The German government had plans to phase out coal by 2030 in favour of cleaner alternatives, but these were shelved in the wake of Russia’s invasion of Ukraine. Several German coal-fired power plants have since been reactivated as part of the country’s push to reduce its dependence on Russian energy.
Unsurprisingly, these risks are most pronounced in areas associated with heavy industry (see Figure 1). Indeed, beyond the city states of Hamburg, Bremen and Berlin, our subnational data flags Saarland and North Rhine-Westphalia – both situated in the industrial Rhineland – as the two highest risk German federal states.
Germany performs similarly poorly on our Persistent Organic Pollutants Index, where it ranks 2nd highest risk globally, and the Hazardous Waste Index, where it ranks 7th highest risk for the generation of toxic, infectious and/or radioactive properties.
Environmental and social risks collide in world’s key sourcing hubs
German-owned companies are far from the only organisations facing a complex global challenge in complying with the LkSG. Thousands of firms worldwide will eventually fall within scope of the law, which encompasses the operations and supply chains of larger businesses registered in Germany, including branches of foreign companies.
When conducting their LkSG risk analysis, these companies must also consider ‘context-dependent factors’, including political framework conditions and the presence of potentially vulnerable groups of people.
To better illustrate what this means in practice, we mapped our Mercury Pollution Index against our Migrant Workers Index. Doing so brings a host of major Asian sourcing hubs into view.
The risky top right of Figure 2 shows countries where companies are most exposed to a combination of mercury pollution and social risks, whereby vulnerable groups may be more likely to bear the brunt of any damage dealt to the local environment. Indeed, various studies have linked severe health issues such as nerve damage and even certain cancers to mercury pollution, with pregnant women, young children and babies especially vulnerable.
These countries include China, India and Bangladesh – adding to a trend whereby companies with global supply chains are increasingly exposed to escalating human rights risks, including modern slavery and child labour, in the world’s major manufacturing locations.
Comprehensive risk data key in new era of supply chain regulation
The LkSG might be the first supply chain due diligence law to explicitly link environmental actions to human rights harms, but it is unlikely to be the last.

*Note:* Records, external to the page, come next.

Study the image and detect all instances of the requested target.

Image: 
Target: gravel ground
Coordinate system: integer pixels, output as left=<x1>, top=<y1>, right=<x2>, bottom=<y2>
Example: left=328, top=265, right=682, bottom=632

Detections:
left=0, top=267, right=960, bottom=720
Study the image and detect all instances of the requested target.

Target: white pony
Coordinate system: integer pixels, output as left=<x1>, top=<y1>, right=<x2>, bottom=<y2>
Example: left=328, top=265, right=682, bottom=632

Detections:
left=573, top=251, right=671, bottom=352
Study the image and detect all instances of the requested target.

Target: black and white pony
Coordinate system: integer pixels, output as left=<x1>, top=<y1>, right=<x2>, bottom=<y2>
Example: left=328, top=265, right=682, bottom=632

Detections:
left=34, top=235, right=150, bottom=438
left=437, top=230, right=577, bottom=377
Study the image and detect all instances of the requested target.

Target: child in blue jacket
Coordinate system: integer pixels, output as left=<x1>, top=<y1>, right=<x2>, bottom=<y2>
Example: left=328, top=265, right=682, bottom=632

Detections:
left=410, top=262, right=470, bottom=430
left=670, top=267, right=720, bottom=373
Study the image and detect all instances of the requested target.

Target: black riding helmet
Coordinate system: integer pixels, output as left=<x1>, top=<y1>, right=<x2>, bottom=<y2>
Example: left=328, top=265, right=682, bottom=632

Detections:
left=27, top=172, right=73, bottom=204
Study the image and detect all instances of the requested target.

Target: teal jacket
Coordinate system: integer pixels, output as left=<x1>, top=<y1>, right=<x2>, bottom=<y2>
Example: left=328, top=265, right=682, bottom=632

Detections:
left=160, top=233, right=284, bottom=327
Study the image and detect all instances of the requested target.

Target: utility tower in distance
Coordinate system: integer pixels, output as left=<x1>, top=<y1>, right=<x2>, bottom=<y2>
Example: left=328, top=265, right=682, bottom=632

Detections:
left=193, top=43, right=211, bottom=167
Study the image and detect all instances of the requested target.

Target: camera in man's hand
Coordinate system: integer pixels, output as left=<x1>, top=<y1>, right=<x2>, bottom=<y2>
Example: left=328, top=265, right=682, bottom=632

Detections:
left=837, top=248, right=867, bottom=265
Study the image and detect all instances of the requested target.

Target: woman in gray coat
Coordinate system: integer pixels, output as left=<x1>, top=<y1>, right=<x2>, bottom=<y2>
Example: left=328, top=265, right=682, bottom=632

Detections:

The EU’s upcoming Corporate Sustainability Due Diligence Directive (CSDD) is also seeking to bridge the gap between social and environmental risks, and could include factors beyond the current scope of the LkSG, such as biodiversity loss, deforestation and damage to marine environments.
“As the universal right to a healthy environment becomes increasingly baked into regulation, companies with access to robust, comparable human rights and environmental risk data will find themselves in the best position to effectively identify, prioritise and address salient issues,” adds Sinclair. “From social risks in Asian sourcing hubs to environmental hazards in Western Europe across both their own operations and supply chains, the scale of the task at hand is enormous.”